The Distant Land of My Father
begins like a fairy tale: "My father was a millionaire in Shanghai in the 1930s.... On the day he was born, in the province of Shantung, neighbors presented my missionary grandparents, the only Americans for miles, with noodles in great abundance and one hundred chicken eggs, in honor of their son's birth." To the young Anna Schoene, life in Shanghai is indeed magical. There are servants, a luxurious villa, a beautiful mother who smells like Chanel No. 5, and a young, handsome, polo-playing father. Unfortunately, her father is also a smuggler and speculator who loves his freewheeling life more than anything (or anyone) else. Despite warnings, Schoene refuses to leave Shanghai even after the Japanese invade, and his wife and child retreat to Los Angeles; later, he survives imprisonment and torture only to once again choose Shanghai over his family--this time with the Communists moving in.

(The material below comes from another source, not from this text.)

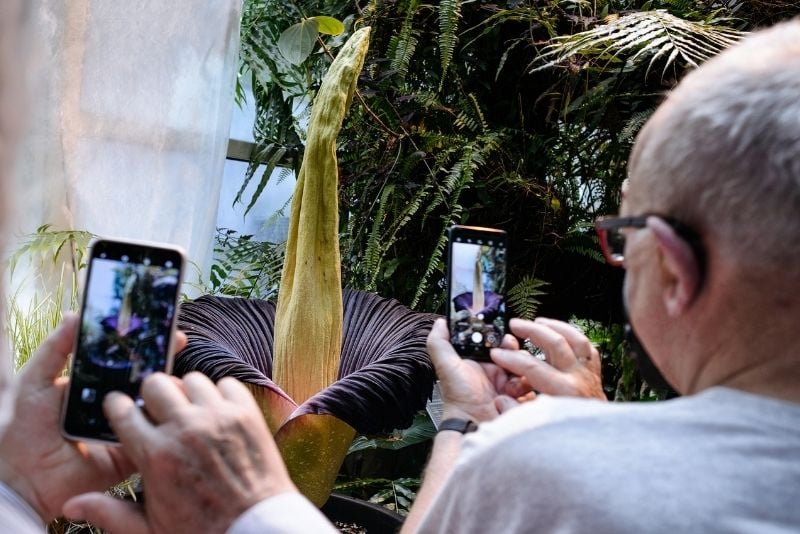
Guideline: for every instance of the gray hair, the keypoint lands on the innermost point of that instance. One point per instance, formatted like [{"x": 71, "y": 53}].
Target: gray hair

Bo Caldwell's sepia-toned evocation of 1930s Shanghai is lovely and physical, and given the built-in drama of its setting, this first novel ought to have the vividness of a classic movie. Yet the characters remain oddly flat while world events swirl around them. Great chunks of historical exposition seem largely undigested, while Schoene's final change of heart fails to ring true. In a sense, however, these shortcomings are beside the point. The Distant Land of My Father is above all a tragic romance, albeit one with an unusual love interest. Schoene is so besotted with Shanghai that his wife and daughter are scarcely as real to him as the city itself. --Mary Park
From Publishers Weekly
Caldwell's memoirlike first novel begins in 1930s Shanghai, a city where enterprising foreign entrepreneurs can quickly become millionaires and just as quickly lose everything as victims of the volatile political climate. Six-year-old narrator Anna Schoene tells the tale of her insurance salesman/smuggler father, Joseph, the son of American missionaries, whose life-long obsession with the city's opportunities gains him great riches, though it ultimately costs him his family and almost his life. Anna worships her father. Her life in Shanghai has been one of privilege, thanks to his shady business dealings. But after a harrowing kidnapping incident, and frightened by the Japanese invasion of China, her mother, Genevieve, flees home to South Pasadena, Calif., taking Anna with her. Joseph is convinced that his connections will keep him safe and refuses to leave. Imprisoned and tortured by the Japanese and subsequently the Chinese Communists, he survives, although he loses everything and is finally deported back to America in 1954. Over the years Anna has distanced herself emotionally from her father, realizing he needed money and power more than he needed his family. But when the physically broken and spiritually reborn Joseph returns to California, he reconciles with the grown Anna and her family. The memoir-style structure lends the characters a certain flatness, but Caldwell's even tone gives the tale a panoramic elegance. Though lacking in narrative vitality, the novel is interesting from a historical perspective and vivid with details of prewar Shanghai and Los Angeles.